The breakthrough came with implementing a metadata system. Instead of checking if a cell type's name contained certain strings, the code could now check properties:
# Old way: if 'L2' in cell_type and 'pyramidal' in cell_type:
# New way: if metadata['layer'] == '2' and metadata['morpho_type'] == 'pyramidal':This meant adding new cell types became about defining properties, not hoping your naming convention matched all the hidden assumptions in the code.
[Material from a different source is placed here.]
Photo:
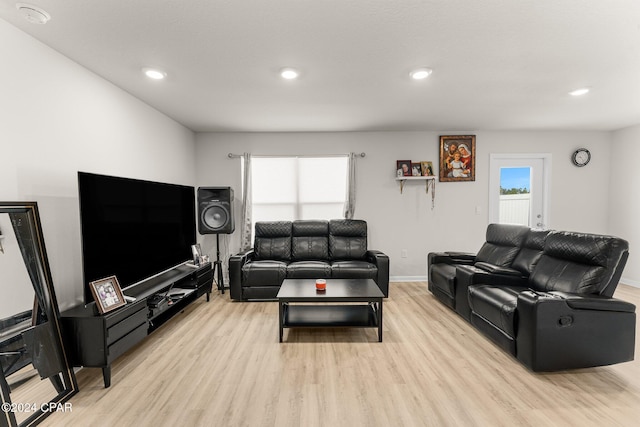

But even this required updating every module that touched cell types, the surgery went deep into the codebase's architecture.
What I overestimated as a simple refactoring exercise (hellooo Mr David Dunning and Mr Justin Kruger) took a lot of effort because:
- Cell type names weren't just labels, they were keys into parameter dictionaries, NEURON section identifiers, and test fixtures
- The four hardcoded cell types were load-bearing assumptions throughout the codebase
- Silent failures (flat dipoles) were way worse than crashes
- One broken fixture could cascade into dozens of unrelated-looking errors
- You can't refactor a tightly coupled system all at once, need incremental steps (CHUNKS!) with validation (TESTS!) at each stage
The "simple" task of making cell types flexible required reverse-engineering the entire simulation pipeline, building a parallel testing framework, and essentially reimplementing core parts of the system while keeping them backward compatible. Every week revealed new layers of complexity that the previous week's solution had broken. I loved each and every single bit!
This project was completed as part of Google Summer of Code 2025 with the International Neuroinformatics Coordinating Facility (INCF) and the Human Neocortical Neurosolver (HNN) project.